Yes, you read it correctly: the orchestra formerly known as the Northern Sinfonia has just been awarded regal status.

The Newcastle-based band has been an infrequent visitor to these parts recently. So its appearance at the festival’s closing gala was doubly welcome.

As if in celebration, the strings (the rest had a night off) were in truly majestic form, led by the redoubtable Bradley Creswick in a classic English programme.

Elgar’s Introduction & Allegro benefited from the presence of the Szymanowskis, who milked every last drop of colour from their solo roles.
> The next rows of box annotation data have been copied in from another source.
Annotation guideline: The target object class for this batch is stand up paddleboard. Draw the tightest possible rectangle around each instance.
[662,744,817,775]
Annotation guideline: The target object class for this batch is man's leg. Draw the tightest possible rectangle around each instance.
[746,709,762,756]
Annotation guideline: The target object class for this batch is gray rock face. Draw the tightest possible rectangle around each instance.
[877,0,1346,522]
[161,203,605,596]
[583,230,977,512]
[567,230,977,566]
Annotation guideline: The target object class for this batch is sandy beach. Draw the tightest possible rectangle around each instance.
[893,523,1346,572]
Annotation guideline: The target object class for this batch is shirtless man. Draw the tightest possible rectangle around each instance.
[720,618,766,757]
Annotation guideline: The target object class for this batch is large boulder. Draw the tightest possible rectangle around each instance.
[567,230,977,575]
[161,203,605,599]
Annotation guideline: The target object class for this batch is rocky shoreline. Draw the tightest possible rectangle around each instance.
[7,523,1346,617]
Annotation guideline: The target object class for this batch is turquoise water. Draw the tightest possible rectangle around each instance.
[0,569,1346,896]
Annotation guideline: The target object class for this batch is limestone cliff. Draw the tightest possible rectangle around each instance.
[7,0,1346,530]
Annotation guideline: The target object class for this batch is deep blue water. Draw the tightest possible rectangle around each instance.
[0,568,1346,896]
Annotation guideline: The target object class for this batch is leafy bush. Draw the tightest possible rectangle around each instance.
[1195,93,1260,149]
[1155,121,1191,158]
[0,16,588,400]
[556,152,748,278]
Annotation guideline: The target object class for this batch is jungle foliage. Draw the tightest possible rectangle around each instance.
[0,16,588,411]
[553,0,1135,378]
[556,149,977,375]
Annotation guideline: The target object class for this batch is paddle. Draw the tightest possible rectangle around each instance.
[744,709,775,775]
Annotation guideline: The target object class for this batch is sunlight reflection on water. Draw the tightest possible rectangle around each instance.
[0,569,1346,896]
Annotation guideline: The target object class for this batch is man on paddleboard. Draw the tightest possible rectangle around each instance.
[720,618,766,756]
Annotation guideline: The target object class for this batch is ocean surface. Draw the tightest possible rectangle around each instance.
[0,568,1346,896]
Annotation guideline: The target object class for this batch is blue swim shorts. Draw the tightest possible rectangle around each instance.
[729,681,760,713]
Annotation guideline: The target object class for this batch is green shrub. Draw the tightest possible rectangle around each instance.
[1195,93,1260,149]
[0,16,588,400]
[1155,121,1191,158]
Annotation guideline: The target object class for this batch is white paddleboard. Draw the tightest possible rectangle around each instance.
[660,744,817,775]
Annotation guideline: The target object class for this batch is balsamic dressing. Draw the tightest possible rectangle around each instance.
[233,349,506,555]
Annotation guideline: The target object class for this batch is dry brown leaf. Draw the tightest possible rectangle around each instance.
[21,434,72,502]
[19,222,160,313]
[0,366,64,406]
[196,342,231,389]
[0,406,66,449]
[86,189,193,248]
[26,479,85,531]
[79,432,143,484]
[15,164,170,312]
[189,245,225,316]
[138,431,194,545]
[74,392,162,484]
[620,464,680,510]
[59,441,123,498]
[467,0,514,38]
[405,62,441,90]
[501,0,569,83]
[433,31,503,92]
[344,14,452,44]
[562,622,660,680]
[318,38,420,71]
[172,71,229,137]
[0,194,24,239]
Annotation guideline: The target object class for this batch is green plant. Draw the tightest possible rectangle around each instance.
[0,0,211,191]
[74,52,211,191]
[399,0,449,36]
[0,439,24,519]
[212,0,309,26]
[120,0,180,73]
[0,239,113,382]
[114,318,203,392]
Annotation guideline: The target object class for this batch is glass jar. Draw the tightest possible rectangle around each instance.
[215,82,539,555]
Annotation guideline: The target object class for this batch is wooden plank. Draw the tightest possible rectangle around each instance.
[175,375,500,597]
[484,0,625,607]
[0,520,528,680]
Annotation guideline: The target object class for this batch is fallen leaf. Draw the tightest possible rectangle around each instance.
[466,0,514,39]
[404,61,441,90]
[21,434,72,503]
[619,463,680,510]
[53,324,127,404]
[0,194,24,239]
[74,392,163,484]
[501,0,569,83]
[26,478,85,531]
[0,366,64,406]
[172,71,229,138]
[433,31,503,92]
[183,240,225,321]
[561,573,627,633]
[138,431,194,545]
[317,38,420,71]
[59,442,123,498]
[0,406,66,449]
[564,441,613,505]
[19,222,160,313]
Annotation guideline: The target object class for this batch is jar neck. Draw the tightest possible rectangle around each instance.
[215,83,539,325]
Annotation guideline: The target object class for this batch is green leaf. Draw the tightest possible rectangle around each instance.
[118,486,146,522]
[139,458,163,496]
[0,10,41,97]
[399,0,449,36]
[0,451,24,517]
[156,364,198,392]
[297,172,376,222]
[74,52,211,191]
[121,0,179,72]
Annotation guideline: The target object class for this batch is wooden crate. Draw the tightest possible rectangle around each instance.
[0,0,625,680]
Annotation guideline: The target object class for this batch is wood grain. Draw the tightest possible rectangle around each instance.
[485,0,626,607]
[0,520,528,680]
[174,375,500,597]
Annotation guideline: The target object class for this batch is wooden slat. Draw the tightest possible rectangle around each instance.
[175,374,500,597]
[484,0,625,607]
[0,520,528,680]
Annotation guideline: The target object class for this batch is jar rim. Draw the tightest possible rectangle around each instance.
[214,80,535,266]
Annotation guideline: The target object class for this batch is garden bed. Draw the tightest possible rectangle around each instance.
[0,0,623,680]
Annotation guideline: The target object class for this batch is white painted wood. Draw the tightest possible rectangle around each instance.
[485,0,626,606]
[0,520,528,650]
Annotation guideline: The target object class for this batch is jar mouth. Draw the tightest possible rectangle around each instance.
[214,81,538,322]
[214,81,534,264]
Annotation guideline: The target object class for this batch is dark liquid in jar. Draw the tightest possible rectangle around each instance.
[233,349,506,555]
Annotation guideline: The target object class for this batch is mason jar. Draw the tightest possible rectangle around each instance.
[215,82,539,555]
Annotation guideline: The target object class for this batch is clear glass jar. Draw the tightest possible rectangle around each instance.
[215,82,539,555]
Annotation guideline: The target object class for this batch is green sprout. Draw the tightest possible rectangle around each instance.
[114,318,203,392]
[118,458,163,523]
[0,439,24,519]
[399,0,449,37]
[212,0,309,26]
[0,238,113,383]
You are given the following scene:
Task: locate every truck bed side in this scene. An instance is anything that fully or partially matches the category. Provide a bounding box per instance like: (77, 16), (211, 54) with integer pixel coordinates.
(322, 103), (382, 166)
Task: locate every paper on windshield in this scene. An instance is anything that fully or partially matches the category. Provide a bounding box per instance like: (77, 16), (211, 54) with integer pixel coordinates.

There was a brilliant urgency to what William Mann once memorably called the ‘scrubbing idea’, followed by a forceful fugue, tautly delivered.

Using the same forces, Cheryl Frances-Hoad, herself a cellist and this year’s composer-in-residence, showed a deft hand at string-writing in her new The Dreams That Fly From Me, a title inspired by Ivan Goll’s poem, Bloodhound.

A slow, studied opening led into a jagged, bouncing motif in which the orchestra alone worked up a considerable frenzy. The re-entry of the quartet had a calming effect, the textures becoming more staccato, eventually ending abruptly – and leaving a hunger for more. Hers is an exciting talent.

A jaunty account of Warlock’s Capriol Suite prefaced the Tallis Fantasia of Vaughan Williams, whose sublime finish was a rare vision of timelessness.

It was especially apt in an evening given in memory of Sir Marcus Worsley (1925-2013), a long-time festival enthusiast, and supported by the Gilham Trust.

Morning coffee concerts are a delightful staple of this festival; two earlier last week made a strong impression.

James Turnbull, accompanied by Libby Burgess, sustained a fluent-toned oboe through English composers, ranging from a pleasingly Schumannesque sonatina by Thomas Walmisley to John Casken’s harlequinade, Amethyst Deceiver.

There was wit and swagger, too, in Britten’s quirky Temporal Variations. Chi-Chi Nwanoku’s extraordinarily agile double bass, alongside Christopher Glynn’s piano, illuminated an esoteric journey from the 18th century, through Dragonetti, right up to music theatre, in Joëlle Leandre’s Taxi! A real tonic.